The scale of this data is very small, and the simulation is enough, and it can be bubbling if it is sorted.

var n:integer; m,ans:real;

a:array[1..100]of integer;

procedure swap(x,y:integer);

var k;

begink:=x;

x:=y;y:=k;

end;begin

read(n);

for i:=1 to n do read(a[i]);

for i:=1 to n-1 do

for j:=i to n-1 do

if a[j]m:=0;for i:=2 to n-1 do inc(m,a[i]);

ans:=m/(n-2);

write(ans);

end.I can't remember the operation function of the specific shaping transfer, you can search it on the Internet, and you can use snapshots or stacking to improve efficiency.

Of course there is: word dword qword

Respectively, the leakage is an unsigned integer longint int64

The range is less than twice the front of the signed variable, and the silver search is 0 65535 for word for example

Problem analysis: Know the range of stamps per letter (<=3), there are four types of stamps, and program to find the stamps that can make the largest face value. The algorithm is:

1) For four stamps of different denominations, no more than 3 stamps shall be affixed to each letter;

2) Use these four stamps to affix consecutive integers and maximize the r value;

3) Use exhaustive methods to find all eligible solutions;

4) This question uses the method of collection to count the face value of stamps to improve the speed of weighting.

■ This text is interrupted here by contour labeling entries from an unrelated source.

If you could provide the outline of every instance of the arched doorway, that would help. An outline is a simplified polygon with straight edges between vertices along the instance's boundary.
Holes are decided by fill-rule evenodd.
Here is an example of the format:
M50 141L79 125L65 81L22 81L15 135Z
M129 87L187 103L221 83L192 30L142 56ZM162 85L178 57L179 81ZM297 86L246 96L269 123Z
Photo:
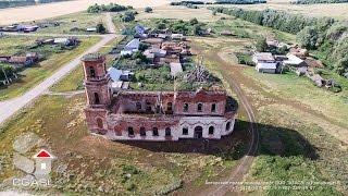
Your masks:
M103 128L103 123L100 118L97 119L97 126L98 126L98 128Z
M203 128L201 126L195 127L195 138L202 138L203 136Z

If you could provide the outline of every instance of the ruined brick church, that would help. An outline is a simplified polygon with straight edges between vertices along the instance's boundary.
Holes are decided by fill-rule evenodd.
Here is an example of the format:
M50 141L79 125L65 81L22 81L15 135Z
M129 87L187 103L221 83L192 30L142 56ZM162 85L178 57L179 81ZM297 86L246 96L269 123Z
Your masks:
M83 59L88 128L112 140L219 139L233 132L235 111L221 88L194 91L116 90L105 58Z

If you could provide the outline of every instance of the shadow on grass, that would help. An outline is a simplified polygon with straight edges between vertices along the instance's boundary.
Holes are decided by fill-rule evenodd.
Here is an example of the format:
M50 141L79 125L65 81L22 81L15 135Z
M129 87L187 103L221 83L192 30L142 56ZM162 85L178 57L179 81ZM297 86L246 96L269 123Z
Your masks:
M297 131L269 124L256 123L254 125L260 133L260 145L257 155L249 154L249 156L302 156L312 160L319 158L315 147ZM126 140L119 143L156 152L198 152L220 156L225 160L236 160L247 155L249 149L251 138L249 126L249 122L237 120L234 132L221 139Z

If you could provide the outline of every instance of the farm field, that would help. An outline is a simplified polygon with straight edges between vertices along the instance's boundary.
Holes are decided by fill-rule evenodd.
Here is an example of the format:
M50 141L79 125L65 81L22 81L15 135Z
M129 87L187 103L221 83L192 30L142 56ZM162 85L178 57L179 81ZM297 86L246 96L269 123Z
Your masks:
M219 7L219 4L208 7ZM237 7L249 10L282 10L287 13L301 14L313 17L334 17L347 20L348 3L290 4L289 1L273 0L261 4L223 4L224 8Z
M270 2L284 8L287 5L284 0ZM295 44L295 35L223 14L213 16L206 9L158 7L153 13L139 11L136 21L154 25L153 22L162 17L184 21L197 17L199 22L206 22L207 27L215 32L209 37L187 38L194 52L194 60L202 56L206 68L222 79L231 96L236 97L232 86L238 85L254 111L257 120L254 124L261 135L260 147L252 168L244 181L284 181L285 185L290 185L289 182L322 183L313 185L311 187L313 189L297 191L251 187L246 194L348 194L345 189L348 187L347 79L328 71L325 73L324 76L337 78L343 86L343 91L334 94L315 87L309 79L298 77L294 73L260 74L253 66L238 64L236 53L250 51L257 38L274 37ZM219 35L222 30L231 30L233 36ZM122 38L109 42L99 52L109 53ZM98 38L89 37L82 44L85 42L84 46L87 47L97 40ZM27 45L30 41L32 39L23 40ZM16 46L9 42L11 41L5 41L9 51L18 51ZM79 48L75 49L75 52L60 54L54 60L57 63L44 64L46 66L38 68L41 70L37 73L39 75L51 73L57 68L51 68L49 64L63 64L65 59L82 52L83 49ZM65 58L61 58L64 54ZM113 60L114 57L108 54L108 65L111 65ZM11 176L22 175L12 167L12 156L15 154L12 143L16 137L28 133L44 138L44 144L59 157L52 170L52 179L57 182L52 187L53 193L207 194L209 189L204 186L206 181L219 182L228 175L246 154L249 120L243 108L238 111L234 133L221 140L210 140L209 144L203 140L179 140L149 145L141 142L109 142L90 135L84 114L86 98L84 93L76 91L83 89L83 77L82 66L76 68L52 86L50 94L36 100L0 127L2 163L0 181L10 182ZM18 94L22 88L25 87L3 95ZM61 168L65 170L62 171ZM303 184L299 184L301 185ZM3 187L7 188L7 184ZM3 187L0 186L0 189Z
M35 41L35 37L24 38L20 36L10 36L2 38L2 40L5 40L3 42L4 51L10 51L11 54L13 54L15 52L23 52L25 47L28 47ZM24 45L18 46L17 42L21 42L22 40ZM80 40L82 42L77 48L57 53L49 52L50 56L48 57L48 59L39 62L37 65L33 65L32 68L27 68L24 71L18 72L18 74L21 75L21 79L11 84L7 88L1 88L0 100L10 99L25 93L27 89L41 82L44 78L51 75L60 66L76 58L76 56L83 53L87 48L100 40L100 38L90 37L80 38ZM0 45L2 45L2 42Z
M103 24L104 14L102 13L87 13L87 12L77 12L59 17L53 17L49 20L35 21L34 24L39 24L42 22L59 23L59 26L50 26L45 28L39 28L36 33L38 34L97 34L88 33L85 29L87 27L96 27L98 23Z
M190 20L196 17L201 22L213 22L220 19L214 16L207 9L190 9L185 7L157 7L153 8L152 13L146 13L142 10L137 15L136 20L142 21L145 19L177 19L177 20Z
M107 44L102 49L99 50L100 53L107 56L107 64L110 66L114 61L114 54L110 54L110 50L115 47L123 36L117 36L115 39ZM64 93L73 90L84 89L84 69L82 65L77 66L70 74L67 74L62 81L54 84L50 90L54 93Z
M233 78L240 84L257 112L261 144L259 155L246 181L297 181L299 177L303 181L340 181L341 185L334 184L323 189L315 187L318 194L339 195L339 192L343 191L339 188L343 188L347 181L340 172L347 171L345 163L348 156L347 140L344 135L347 134L348 126L335 125L335 122L322 117L321 113L318 114L315 106L321 106L320 102L313 101L312 105L309 105L310 99L306 98L307 103L298 103L296 97L303 96L308 91L319 91L321 94L319 96L323 98L322 101L324 102L325 99L325 103L332 107L330 111L340 109L340 107L346 111L347 106L336 107L336 102L327 101L327 97L324 96L327 91L316 88L304 78L297 78L291 74L258 74L253 68L238 65L233 51L243 49L248 41L241 42L234 39L206 41L199 38L195 39L195 42L197 48L206 52L206 61L211 70L220 73L227 83L232 83L231 78ZM217 53L217 56L212 53ZM277 79L274 79L275 77ZM283 89L272 90L271 85L263 86L265 83L271 83L272 79L274 79L273 85ZM278 93L291 95L284 96ZM345 93L341 96L344 95ZM345 114L339 118L343 122ZM340 134L337 135L337 133ZM316 150L318 148L321 150ZM339 168L340 172L334 168ZM260 194L260 189L256 193ZM290 192L279 189L263 194L282 195L286 193L290 194ZM298 194L304 193L307 192L298 192Z

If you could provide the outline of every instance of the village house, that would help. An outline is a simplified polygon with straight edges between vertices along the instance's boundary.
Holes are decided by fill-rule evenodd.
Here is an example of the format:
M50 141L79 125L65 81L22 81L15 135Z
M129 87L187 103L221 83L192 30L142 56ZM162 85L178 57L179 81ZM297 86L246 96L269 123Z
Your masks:
M176 77L177 74L183 72L182 63L170 63L171 66L171 76Z
M270 52L257 52L252 57L256 70L261 73L276 73L277 63Z
M95 27L95 26L87 27L87 28L86 28L86 32L95 33L95 32L97 32L97 27Z
M135 27L135 35L134 35L134 38L147 38L148 35L146 34L148 28L137 24Z
M220 139L234 130L236 111L227 107L226 91L221 88L115 91L103 56L87 54L82 61L86 121L92 134L111 140Z
M309 52L307 49L300 48L298 46L291 47L289 53L300 59L306 59L306 57L309 56Z
M132 39L121 51L121 56L132 56L139 50L140 39Z
M30 66L38 60L39 54L37 52L27 52L25 56L0 57L1 62L13 64L16 68Z
M78 39L76 37L58 37L53 39L53 44L64 46L76 46L78 44Z
M37 25L18 25L17 32L30 33L36 32L39 28Z

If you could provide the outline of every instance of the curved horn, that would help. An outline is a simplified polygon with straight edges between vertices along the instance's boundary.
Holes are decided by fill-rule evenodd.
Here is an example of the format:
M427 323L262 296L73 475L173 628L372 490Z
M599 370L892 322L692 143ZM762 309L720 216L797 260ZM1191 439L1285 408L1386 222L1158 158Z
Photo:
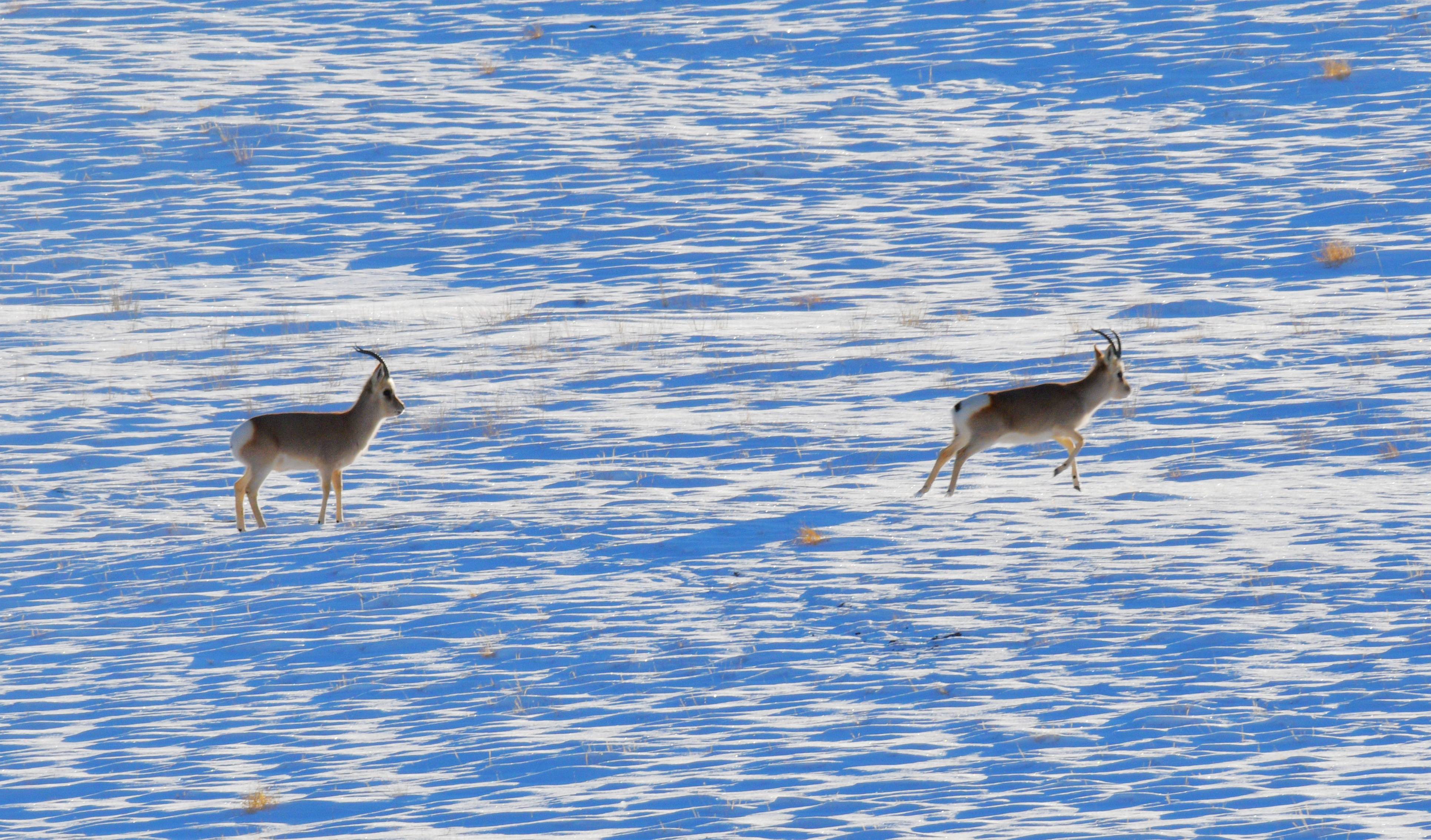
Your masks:
M365 356L372 356L372 358L378 359L378 363L382 365L382 373L385 376L391 376L391 373L388 372L388 362L384 362L382 356L379 356L378 353L375 353L372 351L365 351L365 349L362 349L359 346L355 346L353 349L358 351L359 353L365 355Z
M1113 349L1113 355L1115 356L1122 356L1123 355L1123 351L1122 351L1122 346L1120 346L1123 342L1115 342L1113 336L1108 335L1102 329L1092 329L1089 332L1096 332L1098 335L1106 338L1108 339L1108 346L1110 346Z

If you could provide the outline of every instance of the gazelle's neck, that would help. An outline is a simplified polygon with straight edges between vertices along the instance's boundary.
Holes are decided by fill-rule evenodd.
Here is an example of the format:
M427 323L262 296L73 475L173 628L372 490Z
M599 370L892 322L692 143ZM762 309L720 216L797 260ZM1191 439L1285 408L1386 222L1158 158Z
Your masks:
M1092 371L1073 384L1073 389L1092 412L1113 396L1113 378L1103 365L1093 365Z
M358 401L343 414L348 415L348 421L353 424L355 429L366 432L369 438L378 434L378 426L382 425L382 421L388 419L382 411L382 404L378 401L378 394L372 388L363 388L363 392L358 395Z

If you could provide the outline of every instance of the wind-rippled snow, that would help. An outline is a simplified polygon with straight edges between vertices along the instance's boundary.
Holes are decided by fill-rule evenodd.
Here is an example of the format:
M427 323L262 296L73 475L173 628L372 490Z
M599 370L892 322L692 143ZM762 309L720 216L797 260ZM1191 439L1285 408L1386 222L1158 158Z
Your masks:
M0 831L1425 836L1428 20L0 6Z

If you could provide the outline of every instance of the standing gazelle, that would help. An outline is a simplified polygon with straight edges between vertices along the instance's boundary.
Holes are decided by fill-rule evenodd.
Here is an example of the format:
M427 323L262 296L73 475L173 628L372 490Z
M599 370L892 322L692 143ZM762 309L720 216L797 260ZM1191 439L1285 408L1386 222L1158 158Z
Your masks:
M328 491L338 491L336 519L343 521L343 467L348 467L368 449L378 426L389 416L398 416L405 408L392 391L392 376L388 363L372 351L353 348L378 359L378 366L358 395L358 402L348 411L295 411L288 414L262 414L233 429L229 451L248 469L233 485L233 519L243 531L243 497L249 497L253 521L259 528L268 528L259 512L259 487L268 474L316 469L323 482L323 505L318 508L318 524L328 514Z
M924 495L939 478L939 471L950 456L954 458L954 474L949 478L949 492L953 495L959 482L959 471L972 455L983 452L996 444L1037 444L1058 441L1069 451L1063 464L1053 468L1053 475L1070 469L1073 489L1083 489L1078 482L1078 454L1083 448L1079 426L1093 416L1098 406L1109 399L1122 399L1133 392L1123 378L1123 339L1113 331L1109 338L1102 329L1093 332L1108 339L1108 349L1093 346L1093 369L1078 382L1045 382L1027 388L980 394L954 404L954 439L939 451L934 468L929 471L924 487L914 495Z

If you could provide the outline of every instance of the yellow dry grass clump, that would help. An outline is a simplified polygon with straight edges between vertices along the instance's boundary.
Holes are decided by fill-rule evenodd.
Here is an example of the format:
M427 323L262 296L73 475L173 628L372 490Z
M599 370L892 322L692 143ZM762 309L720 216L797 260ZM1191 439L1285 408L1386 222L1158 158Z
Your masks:
M1319 64L1322 66L1322 79L1341 82L1351 76L1351 64L1341 59L1322 59Z
M263 790L262 787L243 797L243 810L250 814L266 811L268 809L276 804L278 800L273 799L273 794Z
M829 537L806 525L800 525L800 532L796 534L796 542L800 545L820 545L826 539L829 539Z
M1322 245L1322 249L1317 252L1317 262L1334 269L1351 262L1351 258L1354 256L1357 256L1357 249L1351 245L1345 242L1327 242Z

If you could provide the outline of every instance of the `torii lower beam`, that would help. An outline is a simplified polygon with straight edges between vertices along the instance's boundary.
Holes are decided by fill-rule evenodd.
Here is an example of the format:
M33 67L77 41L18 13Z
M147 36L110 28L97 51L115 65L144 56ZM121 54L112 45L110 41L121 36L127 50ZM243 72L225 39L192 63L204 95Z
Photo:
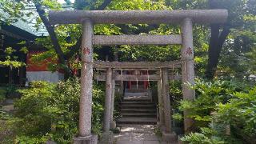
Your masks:
M98 81L106 81L106 74L94 74L94 79ZM113 76L115 81L159 81L160 76L158 74L150 75L128 75L128 74L115 74ZM168 80L181 80L181 75L168 75Z
M172 62L104 62L95 61L94 66L95 69L106 69L111 68L115 70L125 70L125 69L139 69L144 70L158 70L160 68L170 68L177 69L180 68L182 61L172 61Z

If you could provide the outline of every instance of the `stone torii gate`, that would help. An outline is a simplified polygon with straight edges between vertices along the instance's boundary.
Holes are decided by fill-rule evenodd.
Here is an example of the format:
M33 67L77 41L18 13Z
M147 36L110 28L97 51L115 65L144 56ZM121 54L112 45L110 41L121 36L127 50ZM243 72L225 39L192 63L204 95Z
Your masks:
M98 72L94 74L94 78L97 81L106 81L104 132L108 132L110 126L114 128L113 113L115 81L157 81L159 110L159 121L158 125L162 130L163 140L166 142L175 140L176 134L173 133L171 128L171 106L169 94L169 81L181 79L181 76L174 72L178 72L177 69L181 68L182 62L94 62L94 66ZM147 70L147 74L146 75L123 74L123 71L126 70L134 70L135 74L138 74L138 71L145 70ZM100 74L98 73L99 70ZM149 71L154 72L154 74L150 74ZM169 71L171 71L171 73L169 73ZM110 137L111 136L105 136L106 138L104 139L104 142L111 141Z
M75 143L97 143L97 135L91 134L91 102L93 80L93 45L182 45L183 98L193 100L194 90L185 82L194 84L192 23L224 23L226 10L65 10L50 11L51 24L82 24L81 97L79 136ZM94 24L161 24L182 26L182 34L176 35L94 35ZM163 71L163 74L165 72ZM163 74L166 75L166 74ZM165 79L168 79L167 78ZM188 111L184 112L187 115ZM192 119L184 118L185 131L189 131Z

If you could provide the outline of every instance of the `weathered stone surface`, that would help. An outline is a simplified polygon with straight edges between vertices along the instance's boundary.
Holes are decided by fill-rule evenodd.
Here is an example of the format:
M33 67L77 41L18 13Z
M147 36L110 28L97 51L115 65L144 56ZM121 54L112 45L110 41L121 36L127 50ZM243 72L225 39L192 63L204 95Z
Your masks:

The face values of the four stamps are: A, B, C, D, according to the title

ax0 then

beginx0:=x;x1:=a;x2:=b;x3:=c;x4:=d;

write(x1:5,x2:5,x3:5,x4:5);

writeln(‘’10,’x0=’,x0);

end;end;

end.

Do your own online search for information about BFS.

It's a very simple question, why are you taking it out?

Any questions?

In the future, if there is any problem with the program, come to me.

You can right-click and select Send desktop shortcut.

Then copy the shortcut to the desktop, click Start, All Programs, Launch, and then copy the shortcut into it.

This question is actually a slight variation of the Joseph problem, program ysf;

typearr1=record

next:integer;

data:boolean;

name:string;

end;var

a:array[1..64] of arr1;

n,m,i,j,k,p,w:integer;

temp:string;

beginreadln(n);

for i:=1 to n-1 do

with a[i] do

begin next:=i+1;data:=true;readln(name);end;

with a[n] do

begin next:=1;data:=true;readln(name);end;

readln(temp);

val(copy(temp,1,pos(',temp)-1),w,p);

val(copy(temp,pos(',temp)+1,length(temp)-pos(',temp)),m,p);

i:=w;k:=1;p:=n;

repeat

repeat

i:=a[i].next;

until a[i].data;

inc(k);

if k=m then

begin a[i].data:=false;dec(p);writeln(a[i].name,' k:=0;end;

until p=0;

end.

Posterior traversal: left, right, center.

ch stores the number of each read, a[i] is the i power of 2 (a[n] is the total length of the chain of seepage), t represents the character length of the current tree, how many factors 2 contains in i represents the current node is the penultimate layer (each layer node is the t number from i-t+1 i, the current number is the rightmost node of this layer), s iterates each number in the current node, if the sum is t, then it proves that all are 1, so it is i tree; If it's 0, it's a b number, otherwise it's an f-tree.

If the human brain simulates it, you can find that this algorithm is completely in the order of left, right, and middle, so the traversal is followed by the post-order traversal.

Do you know how to operate the tree?

Flowers that don't recursively use a [0..10,1..2] can also be used for array simulation.